Last Stand at Khe Sanh: The U.S. Marines' Finest Hour in Vietnam
- Author: Gregg Jones
- Language: English
- Subject: Vietnam War
- Publisher: Da Capo Press
- Publication date: April 2014
- Publication place: United States
- Media type: Print
- Pages: 358 pp
- ISBN: 0306821397 (hardcover) 9780306821394 (hardcover)

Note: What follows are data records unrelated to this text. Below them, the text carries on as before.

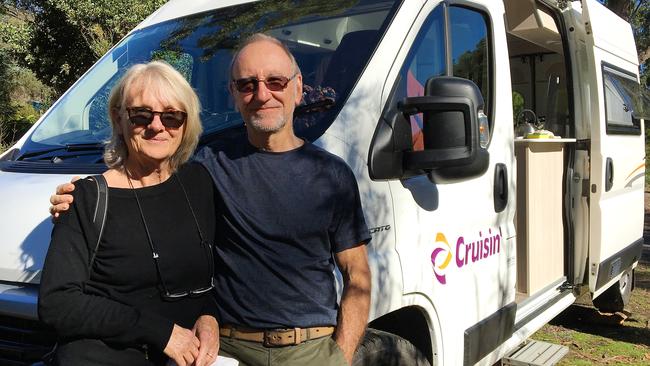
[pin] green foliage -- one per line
(637, 12)
(101, 23)
(70, 35)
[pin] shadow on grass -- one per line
(588, 320)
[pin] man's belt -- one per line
(275, 337)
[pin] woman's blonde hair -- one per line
(169, 86)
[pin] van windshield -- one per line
(331, 40)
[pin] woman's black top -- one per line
(121, 302)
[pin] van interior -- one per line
(541, 100)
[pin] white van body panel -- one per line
(25, 223)
(422, 231)
(616, 216)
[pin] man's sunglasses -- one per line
(273, 83)
(143, 116)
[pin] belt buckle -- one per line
(272, 338)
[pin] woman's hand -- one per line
(206, 329)
(183, 346)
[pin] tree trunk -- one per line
(621, 7)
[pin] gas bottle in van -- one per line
(498, 147)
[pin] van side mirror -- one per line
(451, 131)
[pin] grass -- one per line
(598, 339)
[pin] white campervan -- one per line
(498, 146)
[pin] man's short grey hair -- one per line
(261, 37)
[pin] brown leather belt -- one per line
(275, 337)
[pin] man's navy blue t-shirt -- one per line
(280, 219)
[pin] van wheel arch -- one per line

= Last Stand at Khe Sanh: The U.S. Marines' Finest Hour in Vietnam =

Last Stand at Khe Sanh: The U.S. Marines' Finest Hour in Vietnam is a book written by American journalist Gregg Jones and published by Da Capo Press in April 2014. It is Jones' third book.

==Content==

Last Stand at Khe Sanh: The U.S. Marines' Finest Hour in Vietnam illustrates, using extensive archival research, in-depth interviews, and oral histories, the 77-day siege of a Marine combat base at Khe Sanh, South Vietnam in 1968 as experienced by the men who fought it. This battle marked the first time the U.S. military abandoned an operating base under enemy pressure in Vietnam, and is considered a critical moment in America's failed war.

==Recognition==
Marine Corps Heritage Foundation 2015 General Wallace M. Greene, Jr. Award for distinguished nonfiction.